I found May We Be Forgiven by A.M. Homes at a library book sale. I was drawn in by the cover but abided by my recently-set rule of reading the first few pages before purchasing a book I've never heard of. I was instantly drawn in.
May We Be Forgiven is about consequences and family dynamics. Harold has always known his brother George has a vicious temper. But everything changes when George commits an act so violent that the lives of Harold, George, their wives, and George's kids will never be the same. Harold suddenly finds himself the caretaker of his brother's children as both he and the kids figure out how to navigate through their new lives.
This is a story about both the families we're born with and the ones we choose. As Harold (Harry) navigates an entirely new world of responsibilities, we watch as he attempts to cope through meaningless sex, his unwritten novel about President Nixon, and nudist laser tag.

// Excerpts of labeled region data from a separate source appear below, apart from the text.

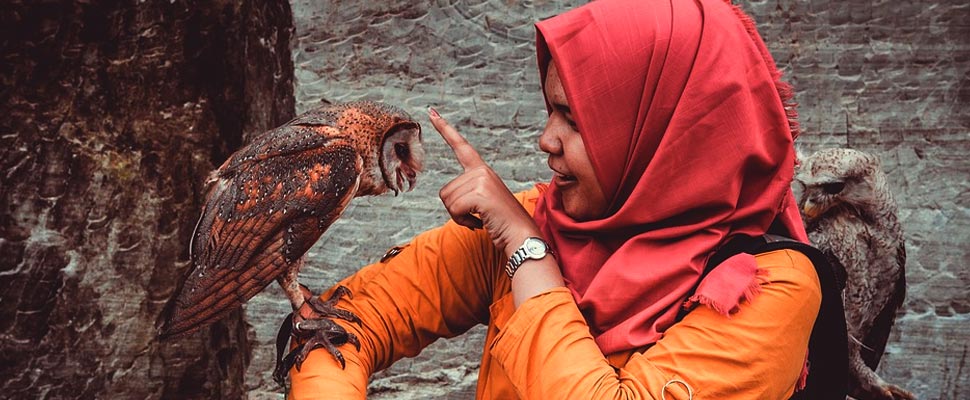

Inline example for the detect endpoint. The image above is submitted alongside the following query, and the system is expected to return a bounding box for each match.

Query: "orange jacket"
[290,189,821,399]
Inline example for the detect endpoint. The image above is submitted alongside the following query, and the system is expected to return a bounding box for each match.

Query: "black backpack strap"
[677,235,849,400]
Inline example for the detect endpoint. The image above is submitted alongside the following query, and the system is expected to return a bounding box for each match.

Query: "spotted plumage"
[795,149,913,399]
[161,102,424,380]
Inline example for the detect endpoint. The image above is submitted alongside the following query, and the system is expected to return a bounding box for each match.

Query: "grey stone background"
[246,0,970,399]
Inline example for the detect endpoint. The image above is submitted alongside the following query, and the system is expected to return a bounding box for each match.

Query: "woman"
[291,0,820,399]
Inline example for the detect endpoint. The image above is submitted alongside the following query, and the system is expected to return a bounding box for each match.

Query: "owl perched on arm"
[795,149,913,399]
[161,102,424,379]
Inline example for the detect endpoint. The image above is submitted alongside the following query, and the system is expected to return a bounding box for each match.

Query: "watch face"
[525,238,546,258]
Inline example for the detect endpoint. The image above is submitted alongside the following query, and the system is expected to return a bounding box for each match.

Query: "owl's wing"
[162,133,362,336]
[860,243,906,371]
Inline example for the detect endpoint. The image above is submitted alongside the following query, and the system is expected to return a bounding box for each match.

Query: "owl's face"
[380,124,424,195]
[795,149,879,222]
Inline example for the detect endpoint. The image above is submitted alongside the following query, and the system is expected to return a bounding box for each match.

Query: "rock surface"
[247,0,970,399]
[0,0,294,399]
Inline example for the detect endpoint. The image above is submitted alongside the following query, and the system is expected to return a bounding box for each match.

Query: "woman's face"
[539,62,608,221]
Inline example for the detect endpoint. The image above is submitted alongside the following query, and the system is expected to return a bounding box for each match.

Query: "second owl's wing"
[860,243,906,371]
[162,133,361,336]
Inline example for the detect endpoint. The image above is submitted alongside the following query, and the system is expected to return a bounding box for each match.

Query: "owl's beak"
[802,200,822,219]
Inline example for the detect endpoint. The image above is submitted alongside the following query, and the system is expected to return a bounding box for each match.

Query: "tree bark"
[0,0,294,399]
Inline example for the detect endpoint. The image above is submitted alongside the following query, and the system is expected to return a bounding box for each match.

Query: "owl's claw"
[273,285,361,385]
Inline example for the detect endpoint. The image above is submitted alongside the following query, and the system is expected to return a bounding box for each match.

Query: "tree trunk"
[0,0,294,399]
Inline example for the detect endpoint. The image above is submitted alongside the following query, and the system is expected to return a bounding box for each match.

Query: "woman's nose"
[539,115,562,155]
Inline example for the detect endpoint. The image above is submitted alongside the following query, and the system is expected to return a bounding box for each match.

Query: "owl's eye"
[394,143,411,160]
[822,182,845,194]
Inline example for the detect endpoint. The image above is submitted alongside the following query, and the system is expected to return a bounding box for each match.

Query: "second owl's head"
[795,148,884,221]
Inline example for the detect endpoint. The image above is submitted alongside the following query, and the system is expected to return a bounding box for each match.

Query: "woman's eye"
[822,182,845,194]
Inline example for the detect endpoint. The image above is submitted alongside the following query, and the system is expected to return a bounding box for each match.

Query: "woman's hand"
[428,108,541,256]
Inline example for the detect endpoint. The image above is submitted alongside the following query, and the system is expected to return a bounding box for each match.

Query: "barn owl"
[795,149,913,399]
[160,101,424,379]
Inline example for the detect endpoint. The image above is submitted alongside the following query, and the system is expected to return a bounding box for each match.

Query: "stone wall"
[247,0,970,399]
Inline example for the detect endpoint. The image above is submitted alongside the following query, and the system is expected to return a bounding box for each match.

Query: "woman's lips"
[553,172,576,187]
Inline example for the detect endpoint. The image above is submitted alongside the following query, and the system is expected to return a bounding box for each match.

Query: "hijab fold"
[535,0,806,354]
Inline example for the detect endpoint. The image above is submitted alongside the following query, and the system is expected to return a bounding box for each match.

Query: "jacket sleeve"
[490,250,821,399]
[290,221,497,399]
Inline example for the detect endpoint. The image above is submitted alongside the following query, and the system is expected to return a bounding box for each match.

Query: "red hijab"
[535,0,807,354]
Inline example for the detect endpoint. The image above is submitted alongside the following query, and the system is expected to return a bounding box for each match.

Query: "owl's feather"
[161,102,423,337]
[795,149,912,399]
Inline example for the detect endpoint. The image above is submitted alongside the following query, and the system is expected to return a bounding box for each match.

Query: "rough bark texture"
[247,0,970,399]
[0,0,294,399]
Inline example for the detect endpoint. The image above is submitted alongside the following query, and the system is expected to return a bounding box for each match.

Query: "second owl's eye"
[394,143,411,160]
[822,182,845,194]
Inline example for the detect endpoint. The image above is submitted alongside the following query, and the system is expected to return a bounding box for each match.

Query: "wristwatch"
[505,236,555,278]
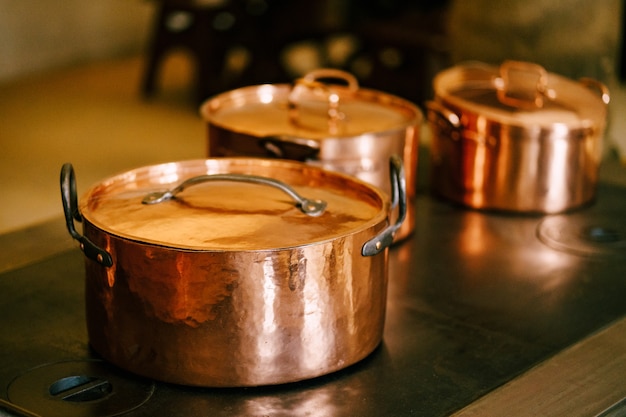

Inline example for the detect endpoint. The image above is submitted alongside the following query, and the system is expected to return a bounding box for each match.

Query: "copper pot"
[200,69,423,240]
[427,61,609,213]
[61,157,406,387]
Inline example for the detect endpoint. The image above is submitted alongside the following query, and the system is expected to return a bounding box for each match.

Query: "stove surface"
[0,185,626,417]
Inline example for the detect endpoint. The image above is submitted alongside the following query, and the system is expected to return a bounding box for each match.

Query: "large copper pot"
[427,61,609,213]
[61,157,406,387]
[200,69,423,240]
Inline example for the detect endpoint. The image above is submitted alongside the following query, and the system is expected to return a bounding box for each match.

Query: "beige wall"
[0,0,153,82]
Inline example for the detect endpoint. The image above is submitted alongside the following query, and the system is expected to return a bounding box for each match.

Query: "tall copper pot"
[61,158,406,387]
[427,61,609,213]
[200,68,423,240]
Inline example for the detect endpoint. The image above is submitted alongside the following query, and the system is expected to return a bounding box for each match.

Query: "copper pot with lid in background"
[427,61,609,213]
[200,69,423,240]
[61,157,406,387]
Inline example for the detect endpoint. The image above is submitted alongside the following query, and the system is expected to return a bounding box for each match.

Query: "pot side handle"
[361,155,407,256]
[61,163,113,267]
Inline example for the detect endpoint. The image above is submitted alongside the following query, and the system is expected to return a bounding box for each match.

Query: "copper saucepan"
[200,68,423,240]
[61,157,406,387]
[427,61,609,213]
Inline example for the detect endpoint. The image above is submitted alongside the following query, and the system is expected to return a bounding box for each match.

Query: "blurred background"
[0,0,626,233]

As the novel progresses, it's hard not to root for Harry as we see him grow into someone who invests himself so deeply into the unlikely cast of characters who come to be his family; maturing and finding his place while remaining flawed and human.
“What I have learned this year is that the job of a parent is to help the child become the person he or she already is.”
May We Be Forgiven is comical while remaining tender and sincere. It's a book about the mistakes we make and the eternal possibility for hope to blossom from a place of despair.